Eagles, members of the same family as hawks and Old World vultures, are found throughout the world. The bald eagle is the only eagle unique to North America.
An average bald eagle measures 32 to 40 inches (81 to 107 centimeters) long, weighs between 6 and 16 pounds (2.7 and 7.3 kilograms), and has a wingspan up to 7.5 feet (2.3 meters). Females are generally larger than males. The color of the plumage (covering of feathers) on the body is brown.
The distinctive white head and tail feathers appear after the eagle is four to seven years old. The bird has black talons, a yellow beak, and pale eyes. Its diet is composed mainly of fish, although it will eat ducks, rodents, snakes, and anything else it can catch.
Bald eagles are solitary birds that mate for life. Once paired, a male and female eagle build a large nest in the top of a large tree near a river, lake, marsh, or other wetland area.
The birds may use and add to this nest year after year. Some older nests measure 10 feet across. Bald eagles range over great distances, but usually nest within 100 miles (161 kilometers) of where they were raised.
A female bald eagle usually lays 2 to 3 eggs once a year. She then incubates (sits on or broods) them for 35 days until they hatch. The young eagles, called eaglets, fledge (develop flying feathers) within three months and leave the nest about a month afterward.
Because of disease, bad weather, and lack of food, many eaglets do not survive their first year. Those that do survive may live 30 years or longer in the wild.
Habitat and current distribution
Bald eagles prefer to inhabit secluded forests with tall, mature trees and flowing water. Northern eagles usually migrate south during winter to open water areas where food is abundant.
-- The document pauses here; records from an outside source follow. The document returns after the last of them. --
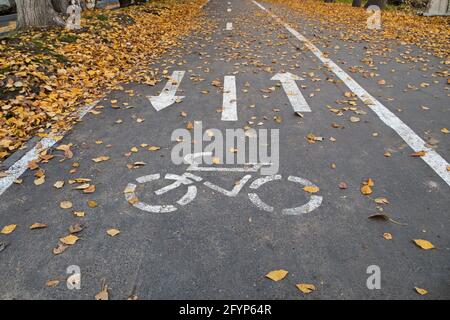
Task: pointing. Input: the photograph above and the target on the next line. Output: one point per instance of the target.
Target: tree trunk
(37, 13)
(60, 5)
(380, 3)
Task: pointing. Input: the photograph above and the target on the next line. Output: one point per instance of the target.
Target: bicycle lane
(220, 246)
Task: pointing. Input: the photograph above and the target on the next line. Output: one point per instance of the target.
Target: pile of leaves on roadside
(45, 76)
(406, 26)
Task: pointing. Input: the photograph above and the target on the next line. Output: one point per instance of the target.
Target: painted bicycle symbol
(188, 179)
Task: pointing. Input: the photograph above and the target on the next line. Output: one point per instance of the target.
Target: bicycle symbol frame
(188, 179)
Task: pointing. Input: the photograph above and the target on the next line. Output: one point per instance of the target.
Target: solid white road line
(432, 158)
(294, 94)
(168, 95)
(229, 111)
(18, 168)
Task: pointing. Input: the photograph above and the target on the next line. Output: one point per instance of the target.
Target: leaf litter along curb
(405, 26)
(46, 76)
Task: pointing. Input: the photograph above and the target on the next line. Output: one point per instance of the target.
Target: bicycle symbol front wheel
(314, 202)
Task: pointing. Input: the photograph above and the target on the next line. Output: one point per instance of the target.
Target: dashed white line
(18, 168)
(229, 111)
(168, 95)
(294, 94)
(432, 158)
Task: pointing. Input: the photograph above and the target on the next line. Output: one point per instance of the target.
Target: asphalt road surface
(218, 244)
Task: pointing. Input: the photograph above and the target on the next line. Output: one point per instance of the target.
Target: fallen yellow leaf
(366, 190)
(69, 240)
(305, 287)
(421, 291)
(311, 189)
(424, 244)
(38, 225)
(113, 232)
(277, 275)
(8, 229)
(66, 205)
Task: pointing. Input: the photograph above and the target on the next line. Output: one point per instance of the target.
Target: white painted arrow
(168, 95)
(296, 98)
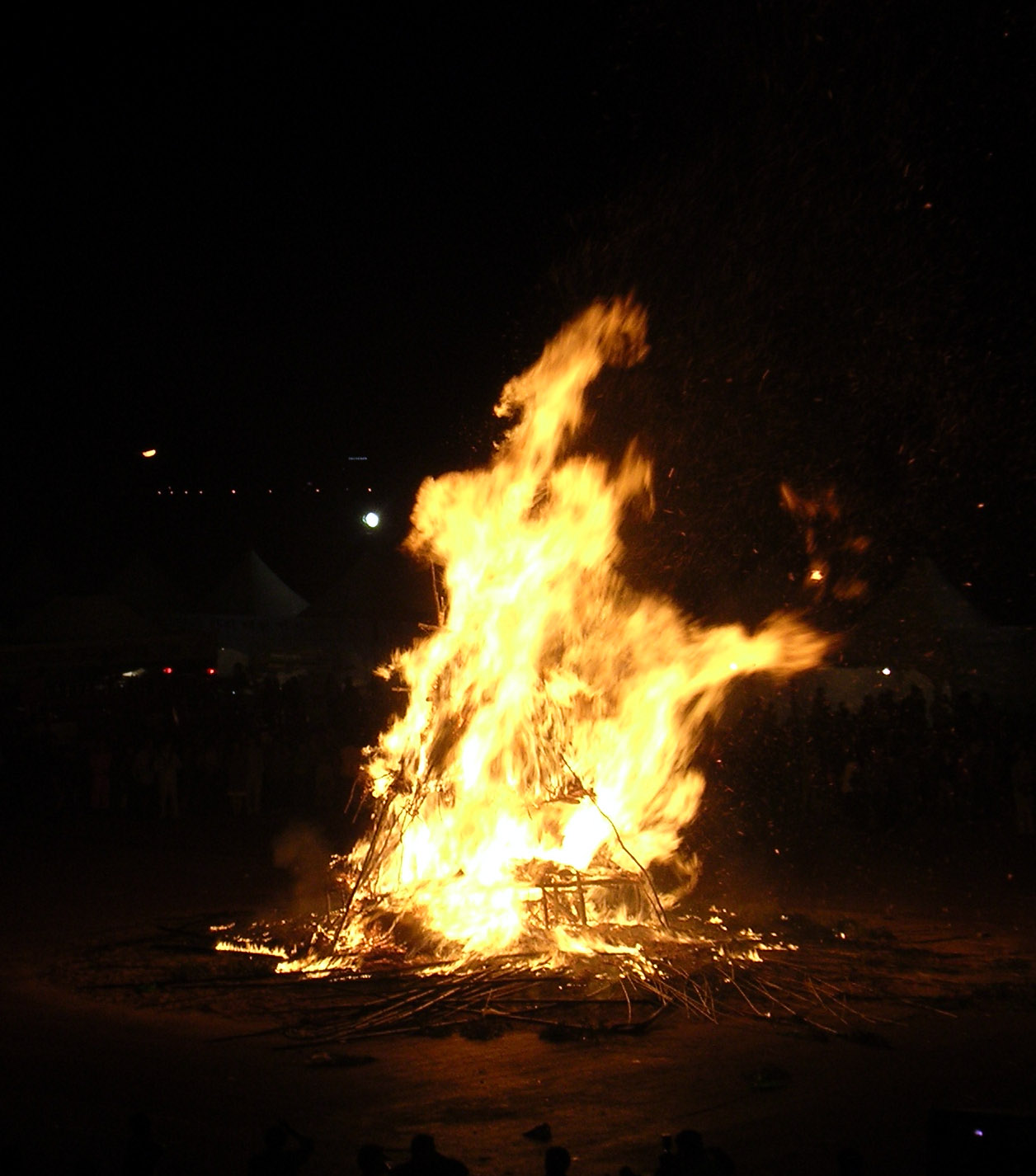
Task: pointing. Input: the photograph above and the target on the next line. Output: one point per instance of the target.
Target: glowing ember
(542, 767)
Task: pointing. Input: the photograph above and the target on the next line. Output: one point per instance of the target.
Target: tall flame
(554, 714)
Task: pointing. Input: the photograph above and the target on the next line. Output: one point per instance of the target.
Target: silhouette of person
(426, 1161)
(687, 1160)
(278, 1159)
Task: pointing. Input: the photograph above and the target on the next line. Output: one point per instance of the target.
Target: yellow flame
(554, 715)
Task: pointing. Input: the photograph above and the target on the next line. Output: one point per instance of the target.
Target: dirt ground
(85, 1043)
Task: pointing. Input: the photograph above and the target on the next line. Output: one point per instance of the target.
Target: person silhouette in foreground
(691, 1157)
(557, 1161)
(278, 1159)
(143, 1150)
(426, 1161)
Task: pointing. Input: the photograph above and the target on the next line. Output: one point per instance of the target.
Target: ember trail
(536, 788)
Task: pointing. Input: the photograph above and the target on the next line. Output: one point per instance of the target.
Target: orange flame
(553, 717)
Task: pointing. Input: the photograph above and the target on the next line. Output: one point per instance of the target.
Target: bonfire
(538, 789)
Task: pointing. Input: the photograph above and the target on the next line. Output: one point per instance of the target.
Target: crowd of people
(798, 764)
(165, 745)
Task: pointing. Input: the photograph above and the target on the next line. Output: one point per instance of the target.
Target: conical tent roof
(253, 590)
(922, 623)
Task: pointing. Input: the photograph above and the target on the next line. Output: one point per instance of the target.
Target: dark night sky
(266, 246)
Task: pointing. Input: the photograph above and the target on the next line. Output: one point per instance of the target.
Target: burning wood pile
(538, 788)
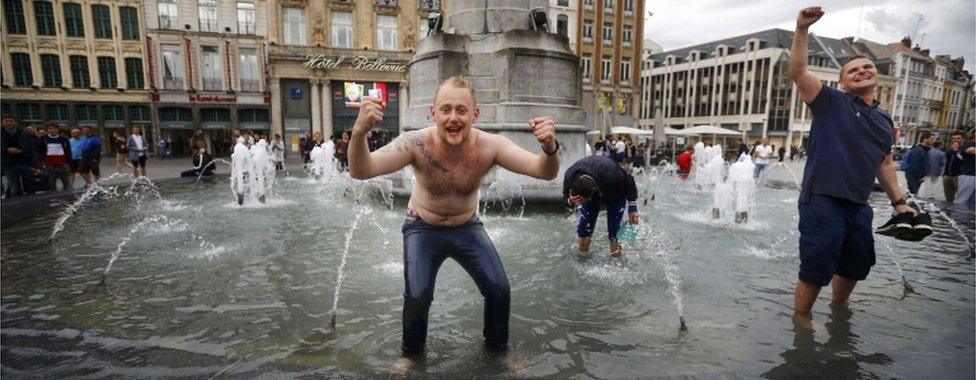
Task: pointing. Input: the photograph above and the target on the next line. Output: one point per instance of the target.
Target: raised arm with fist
(544, 129)
(808, 16)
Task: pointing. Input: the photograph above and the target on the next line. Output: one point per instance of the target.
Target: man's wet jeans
(425, 247)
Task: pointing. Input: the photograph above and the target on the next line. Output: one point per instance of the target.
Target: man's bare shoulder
(405, 141)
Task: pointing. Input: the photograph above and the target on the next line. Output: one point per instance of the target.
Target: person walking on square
(138, 148)
(966, 195)
(933, 171)
(915, 162)
(19, 155)
(449, 159)
(762, 153)
(953, 166)
(91, 154)
(597, 181)
(121, 152)
(56, 156)
(850, 146)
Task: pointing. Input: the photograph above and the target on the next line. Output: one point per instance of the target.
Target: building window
(562, 25)
(207, 10)
(106, 73)
(215, 115)
(80, 78)
(86, 112)
(13, 11)
(172, 68)
(251, 115)
(175, 114)
(102, 21)
(57, 112)
(129, 18)
(44, 17)
(586, 63)
(342, 29)
(139, 113)
(245, 18)
(211, 69)
(20, 62)
(168, 16)
(51, 70)
(294, 26)
(133, 73)
(113, 112)
(625, 71)
(74, 24)
(430, 5)
(29, 112)
(386, 32)
(250, 82)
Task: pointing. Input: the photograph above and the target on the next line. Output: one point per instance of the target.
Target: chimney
(907, 42)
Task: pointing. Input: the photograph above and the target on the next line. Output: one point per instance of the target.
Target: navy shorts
(835, 238)
(591, 209)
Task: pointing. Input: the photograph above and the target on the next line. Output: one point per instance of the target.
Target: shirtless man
(449, 161)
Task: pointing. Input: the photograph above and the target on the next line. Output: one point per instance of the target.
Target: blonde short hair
(458, 82)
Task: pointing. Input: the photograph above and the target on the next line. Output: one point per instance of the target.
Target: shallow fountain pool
(209, 288)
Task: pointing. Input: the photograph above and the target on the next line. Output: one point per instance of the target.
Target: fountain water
(365, 210)
(740, 174)
(321, 163)
(240, 162)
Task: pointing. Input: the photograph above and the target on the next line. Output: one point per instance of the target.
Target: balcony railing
(173, 83)
(211, 84)
(430, 5)
(208, 26)
(250, 85)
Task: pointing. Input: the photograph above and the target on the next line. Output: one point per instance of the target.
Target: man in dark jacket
(19, 155)
(918, 162)
(597, 180)
(91, 153)
(56, 154)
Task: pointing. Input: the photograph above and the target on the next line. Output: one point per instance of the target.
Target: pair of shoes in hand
(907, 227)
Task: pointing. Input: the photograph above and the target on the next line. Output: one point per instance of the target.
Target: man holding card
(449, 161)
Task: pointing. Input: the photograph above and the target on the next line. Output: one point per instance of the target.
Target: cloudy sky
(946, 27)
The bald eagle ranges over most of the North American continent, from Alaska and Canada down to northern Mexico. Biologists (people who study living organisms) believe between 80,000 and 110,000 bald eagles currently exist.
History and conservation measures
However, this majestic bird began to disappear from the countryside as settlers carved out more and more of the American wilderness in the nineteenth and early twentieth centuries.
As their habitat shrank, so did their food supply. In addition, they were often shot by farmers and ranchers in the mistaken belief that they were pests or a threat to livestock.
By 1940, the number of bald eagles was so low that Congress passed the Bald Eagle Protection Act. This act made it illegal to kill, harass, possess (without a permit), or sell bald eagles.
Nonetheless, the eagle population continued to decline, especially after World War II (1939–45). The reason was the rampant spraying of the powerful pesticide DDT (dichloro-diphenyl-trichloroethane).
Farmers, foresters, and others used DDT to kill weeds, insects, rodents, and other pests that harmed agricultural crops. However, DDT does not dissolve in water and does not break down chemically in the environment. After being sprayed on cropland, it is washed (through rain and other precipitation) into nearby streams, rivers, and lakes.
The DDT residue is absorbed by aquatic plants and small animals, which are then eaten by fish. In turn, the fish are consumed by bald eagles. At each step higher in the food chain, the DDT residue becomes more concentrated in the fatty tissues of the contaminated animals.
Contaminated bald eagles (and other birds) began laying eggs that had weak shells. The eggs often broke during incubation or did not hatch at all, and the eagle population quickly fell. By the early 1960s, only about 400 pairs of nesting bald eagles existed in the lower 48 states. In some areas, they had disappeared completely.
In 1962, marine biologist and writer Rachel Carson published Silent Spring. The book documented the dangers of pesticides, particularly that of DDT. In large part because of this famous book, DDT was banned for most uses in the United States in 1972.
This ban, coupled with efforts to protect bald eagle habitat, brought the bird back from certain extinction. By 1981, the nesting population in the lower 48 states had doubled.
In July 1995, the U.S. Fish and Wildlife Service officially down-listed the bald eagle on the Endangered Species List from endangered to threatened throughout the nation. On July 6, 1999, the agency officially proposed to delist the bald eagle—that is, to remove it from the endangered species list.
Habitat destruction and illegal hunting still threaten the bald eagle, primarily in the southern part of its range. Most wildlife experts agree, though, that the bald eagle’s recovery is encouraging.